Fast
ein Jahr ist seit dem grausamen Ende ihres ersten gemeinsamen Falls
vergangen, als Saga Norén (Sofia Helin) bei Martin Rohde (Kim
Bodnia) in Kopenhagen auftaucht. Unter
der Öresundbrücke ist ein Schiff auf Grund gelaufen, in dem mehrere
Jugendliche sowohl dänischer als auch schwedischer Nationalität
angekettet und sediert gefunden wurden, und Saga würde gerne wieder
mit Martin zusammenarbeiten. Martin - sichtlich gealtert und unfähig,
sein seelisches Leid verbergen zu können - willigt sofort ein,
könnte der neue Fall doch einen Schritt aus seinem von Trauer
geprägten Leben bedeuten. Doch
schon bei der Befragung einer der Jugendlichen kommt es zu einem
Zwischenfall und, als die Jugendlichen an einer extrem aggressiven
und ansteckenden Form der Lungenpest sterben, müssen Martin und Saga
wegen Mordes ermitteln. Kurze Zeit später richtet sich eine
maskierte Gruppe per Video an die dänische und schwedische
Öffentlichkeit und klagt sie ihrer Verbrechen gegen Mensch und Natur
an...
Ich
habe mich sehr gefreut, als ich hörte, dass Die Brücke eine zweite
Staffel spendiert bekommt. Mein Urteil über die erste Staffel fiel
ja durchaus positiv aus. Die Charaktere sind schön gestaltet und gut
gespielt. Die Geschichte ist komplex
und kann einige Male wirklich überraschen. Kann die zweite Staffel
das Niveau also halten?
Zuerst
wirkt es etwas langweilig, dass man anscheinend erneut mit einer Form
des Terrorismus zu tun bekommt. Entwickelt sich der
"Wahrheitsterrorist" in der ersten Staffel doch allmählich
zu einem von sehr persönlichen Motiven getriebenen Menschen, der
sich jedoch erst spät zu erkennen gibt, scheinen die Verhältnisse
in der zweiten Staffel relativ schnell klar zu sein. Der Zuschauer
bekommt die Menschen hinter den Masken zügig präsentiert, doch
hinter diesen Kleinkriminellen und Idealisten
stehen weitere, weitaus mächtigere Personen.
Die
Verwicklungen und Wendungen möchte ich nicht detailliert
aufschlüsseln, das würde zum einen zu viel verraten und zum anderen
auch zu mühselig sein, ohne einen größeren Nutzen für die
Besprechung zu haben. Es bleibt zu sagen, dass mit den Erwartungen
und Vermutungen der Zuschauer immer wieder gespielt wird, was
allerdings teils dazu führt, dass einige
wenige Ereignisse oder Verbindungen wie aus dem nichts kommen bzw.

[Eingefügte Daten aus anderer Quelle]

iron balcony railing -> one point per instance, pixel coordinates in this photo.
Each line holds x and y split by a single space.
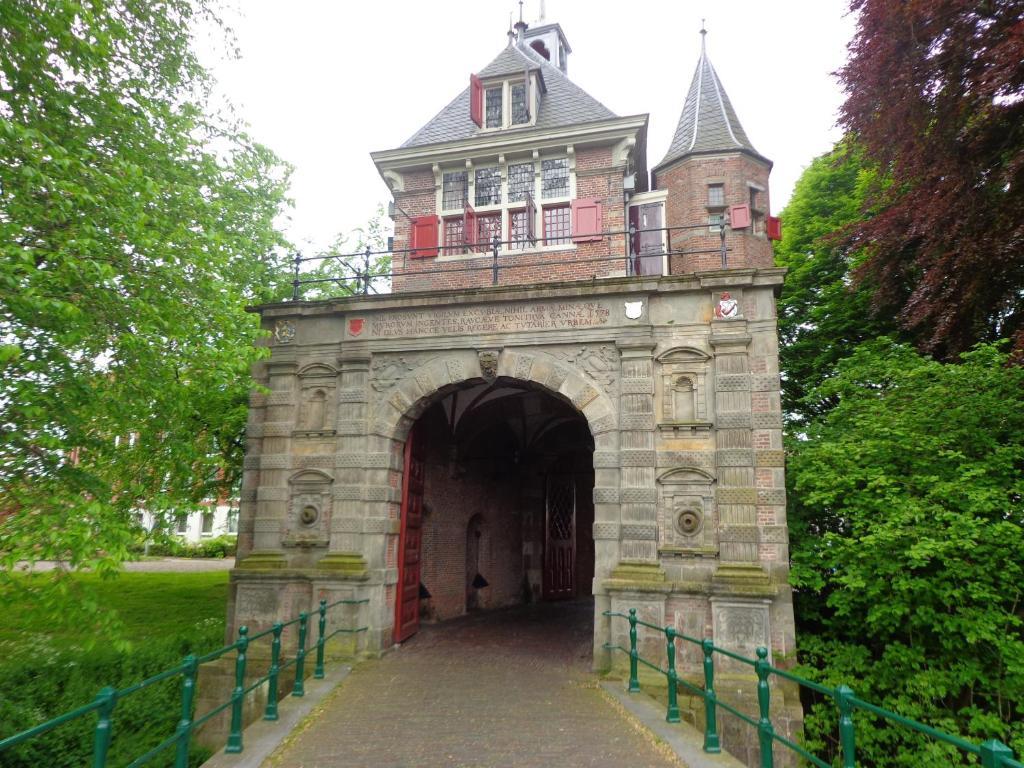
992 754
104 705
360 279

etwas zu weit hergeholt wirken. Gerade zum Ende hin nehmen
Glaubwürdigkeit und Wahrscheinlichkeit dadurch leider etwas ab.
Nichtsdestotrotz
unterhält die Serie auch in der zweiten Staffel wieder durch die
gesamten 578 Minuten. Das liegt hauptsächlich daran, dass die
meisten Charaktere - so untergeordnet
ihre Rolle auch sein mag - Seele haben und menschlich wirken.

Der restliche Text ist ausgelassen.